Diallo has been a member of the National Executive Council of the Chama Cha Mapinduzi (CCM) party since 2002.

Diallo is a qualified Services marketing and Entrepreneurship specialist; his area of specialization include e-Business, e-Government and systems implementation. With 12 years of continuous public service management and 20 years of management in the field of manufacturing, procurement and production planning. After completing secondary education, he embarked on a series of specialty studies leading the acquisition of management skills and manufacturing in the fields of Engineering Technology.

Diallo was the founding partner of dm Investment co. Ltd; a company, which by 1992 was among the largest engineering manufacturing entity in Africa with turnover of US$2.2 million; at that time, only the Egyptian and South African military had the largest engineering complexes in the African continent. dm Investments Co. Ltd., until its wind up in 1994, manufactured SAHARA brand of electrical appliances, agricultural machinery, single stroke diesel engines and industrial machineries for the agricultural processing industries. Before the liberalization of the Tanzania economy, dm Investment was the most sophisticated manufacturing firm in Africa and the first to deploy and use Computer-Numerically Controlled machine tools (CNC) in Africa and employed over 300 engineers/scientists and technicians at its Nyakato factory in the city of Mwanza in Tanzania.

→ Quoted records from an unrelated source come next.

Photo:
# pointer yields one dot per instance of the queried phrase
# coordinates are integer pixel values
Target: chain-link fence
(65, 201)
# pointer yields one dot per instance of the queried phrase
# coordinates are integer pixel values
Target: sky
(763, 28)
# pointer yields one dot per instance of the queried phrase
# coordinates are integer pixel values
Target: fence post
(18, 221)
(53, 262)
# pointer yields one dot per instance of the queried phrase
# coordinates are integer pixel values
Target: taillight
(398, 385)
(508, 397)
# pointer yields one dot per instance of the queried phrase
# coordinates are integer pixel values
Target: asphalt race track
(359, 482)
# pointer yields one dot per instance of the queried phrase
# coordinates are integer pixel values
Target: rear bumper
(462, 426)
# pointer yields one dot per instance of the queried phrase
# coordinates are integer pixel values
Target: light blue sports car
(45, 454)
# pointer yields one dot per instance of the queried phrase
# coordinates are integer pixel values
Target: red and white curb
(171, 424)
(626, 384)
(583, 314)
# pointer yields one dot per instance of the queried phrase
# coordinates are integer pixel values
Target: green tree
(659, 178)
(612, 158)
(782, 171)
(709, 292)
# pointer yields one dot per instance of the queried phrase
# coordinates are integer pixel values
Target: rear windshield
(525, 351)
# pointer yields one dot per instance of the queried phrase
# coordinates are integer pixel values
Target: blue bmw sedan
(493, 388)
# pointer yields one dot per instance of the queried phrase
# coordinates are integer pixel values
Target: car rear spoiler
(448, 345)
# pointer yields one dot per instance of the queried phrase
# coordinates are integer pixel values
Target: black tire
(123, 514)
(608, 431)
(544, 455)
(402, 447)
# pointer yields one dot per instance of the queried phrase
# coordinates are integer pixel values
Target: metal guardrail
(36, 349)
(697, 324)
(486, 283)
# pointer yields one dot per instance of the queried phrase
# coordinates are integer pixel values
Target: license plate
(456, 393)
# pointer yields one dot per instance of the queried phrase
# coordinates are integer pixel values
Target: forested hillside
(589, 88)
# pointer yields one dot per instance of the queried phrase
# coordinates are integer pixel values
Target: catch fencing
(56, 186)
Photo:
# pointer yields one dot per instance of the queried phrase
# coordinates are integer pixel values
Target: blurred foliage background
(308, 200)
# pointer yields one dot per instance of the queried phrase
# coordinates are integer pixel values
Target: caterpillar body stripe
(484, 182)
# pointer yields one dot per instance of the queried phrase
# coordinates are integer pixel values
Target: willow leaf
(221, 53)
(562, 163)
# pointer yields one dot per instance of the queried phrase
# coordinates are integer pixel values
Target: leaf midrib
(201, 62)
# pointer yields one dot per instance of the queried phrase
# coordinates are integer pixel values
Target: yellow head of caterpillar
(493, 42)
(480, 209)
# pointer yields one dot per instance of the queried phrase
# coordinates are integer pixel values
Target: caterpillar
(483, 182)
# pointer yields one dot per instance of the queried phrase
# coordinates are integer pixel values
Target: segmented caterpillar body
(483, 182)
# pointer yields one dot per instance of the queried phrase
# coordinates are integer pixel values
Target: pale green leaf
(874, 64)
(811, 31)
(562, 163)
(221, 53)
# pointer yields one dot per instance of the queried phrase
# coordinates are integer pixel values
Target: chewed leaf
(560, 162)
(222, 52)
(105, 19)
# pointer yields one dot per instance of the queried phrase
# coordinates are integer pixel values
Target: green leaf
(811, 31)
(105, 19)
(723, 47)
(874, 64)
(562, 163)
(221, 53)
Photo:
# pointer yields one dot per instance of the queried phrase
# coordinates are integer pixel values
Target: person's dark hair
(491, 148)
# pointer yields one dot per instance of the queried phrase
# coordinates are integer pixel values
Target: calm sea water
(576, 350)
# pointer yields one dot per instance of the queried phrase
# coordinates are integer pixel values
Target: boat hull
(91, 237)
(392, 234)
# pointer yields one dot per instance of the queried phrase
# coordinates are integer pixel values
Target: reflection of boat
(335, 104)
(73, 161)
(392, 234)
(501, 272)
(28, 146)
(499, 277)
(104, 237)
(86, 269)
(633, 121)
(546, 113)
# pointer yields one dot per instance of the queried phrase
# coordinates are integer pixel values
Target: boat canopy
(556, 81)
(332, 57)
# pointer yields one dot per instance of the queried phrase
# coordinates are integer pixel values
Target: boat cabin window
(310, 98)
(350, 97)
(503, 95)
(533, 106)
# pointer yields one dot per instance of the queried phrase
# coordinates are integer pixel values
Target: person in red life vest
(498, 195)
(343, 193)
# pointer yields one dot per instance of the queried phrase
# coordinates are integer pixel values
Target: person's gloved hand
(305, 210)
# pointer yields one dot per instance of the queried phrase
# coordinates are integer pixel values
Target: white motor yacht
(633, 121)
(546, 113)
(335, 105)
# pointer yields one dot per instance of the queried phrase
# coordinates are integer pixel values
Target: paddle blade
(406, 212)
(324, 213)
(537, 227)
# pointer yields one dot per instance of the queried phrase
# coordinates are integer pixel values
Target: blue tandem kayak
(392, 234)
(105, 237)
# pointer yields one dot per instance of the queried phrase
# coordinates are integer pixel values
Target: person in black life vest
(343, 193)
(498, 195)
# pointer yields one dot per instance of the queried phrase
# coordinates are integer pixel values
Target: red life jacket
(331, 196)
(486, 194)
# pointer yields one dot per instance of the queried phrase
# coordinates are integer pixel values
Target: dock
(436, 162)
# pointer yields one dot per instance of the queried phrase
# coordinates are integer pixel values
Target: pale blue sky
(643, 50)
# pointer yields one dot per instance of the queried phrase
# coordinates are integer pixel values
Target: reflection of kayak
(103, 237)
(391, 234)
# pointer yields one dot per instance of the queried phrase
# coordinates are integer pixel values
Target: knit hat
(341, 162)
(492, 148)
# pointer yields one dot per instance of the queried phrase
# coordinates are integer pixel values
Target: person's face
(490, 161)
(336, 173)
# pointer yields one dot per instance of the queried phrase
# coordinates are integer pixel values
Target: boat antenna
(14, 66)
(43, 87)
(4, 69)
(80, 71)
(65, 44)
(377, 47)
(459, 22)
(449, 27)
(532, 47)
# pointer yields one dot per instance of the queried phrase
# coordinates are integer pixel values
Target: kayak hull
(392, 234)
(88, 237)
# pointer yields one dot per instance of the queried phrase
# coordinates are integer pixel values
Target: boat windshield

Diallo holds a Bachelor of Science (BS-eB) Degree in e-Business from the University of Phoenix, a Masters of Business Administration (MBA) degree from the University of Newcastle, a Master of International Management degree from the University of Phoenix (MM-I) and a Doctorate in Business Administration (DBA) from the University of Newcastle (2008). He also holds a Postgraduate Diploma in Technology Management from Maastricht School of Management, NL and attended the six-week Advanced Management Program of Harvard Business School, Boston, US (1994).